March came in like a lion and went out like a leprechaun. We had three soaking wet, rainy days that dropped three inches of rain on us. All of the itsy-bitsy spiders were washed down the water spouts. Today, the sun came out and dried up some of the rain. I set off this morning to clear beaver dams. The beavers want to keep all of the water from going into the river. I have other plans.
We have two sets of pipes that let water from the marsh back into the river. One has a gate, one doesn’t. The one that has a gate was effectively blocked by the beavers. The one that doesn’t have a gate was effectively slowed down by the beavers. It was easy enough to open up the pipe with a gate. It was slow work clearing the way for some extra drainage from the other pipe.
The big field is our Venice. It is full of canals and ponds. The Canadian geese are enjoying the new estuary. WIth all the beaver, Canadian geese and cold spring, it is not much different from Canada here in New Jersey.
A good soaking like this is helpful to let us know just how high above water we are here. We are not very high. Fields that we plan to plant were high, dry and well drained. The wet field was wet, with lots of standing water. The pipe at the deep end of the field was buried in mud. Someday that pipe will help with the drainage. Today, we just marked it so we can dig it out when it is a little drier.
Today, we moved the cold crops from the greenhouse out to the hoop house.We moved the spinach, chard, lettuce, kale, and broccoli out to the hoop houses where they will be planted soon. The hoop house was doing it’s job and turning the sun’s energy into heat. The plants should enjoy their new home.

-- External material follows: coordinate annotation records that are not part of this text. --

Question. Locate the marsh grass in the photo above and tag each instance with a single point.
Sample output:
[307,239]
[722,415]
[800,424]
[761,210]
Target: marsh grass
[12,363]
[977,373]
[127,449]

After the flats of cold crops were moved to acclimate to their new home, we prepared a couple of raised beds for the root crops, which we will plant soon. The extra space in the green house will soon be filled with more flats of seedlings. There should be a lot of vegetables this year.
With the help of the Shedaker brothers, we sharpened the blades of the brush hog to prepare it for action before all the green comes back and hides all the mowing hazards. The brush hog did it’s bit, mowing down lots of wild blackberries. Unfortunately, at the end of the day, the soak got the best of the tractor. I got hung up on a an old tire under the brush in the community gardens and I spun my way into a rut. Try as I might, I could not free the tractor from its mire. March played it’s last trick on me. I’ll get the Tractor out on April fools day. Today, I walked home.
When I gave up on the tractor and walked in the narrow lane, the peepers were peeping. I startled an egret, a muskrat, and several ducks as I walked in. It was a beautiful evening. It was a fine end to a funny month.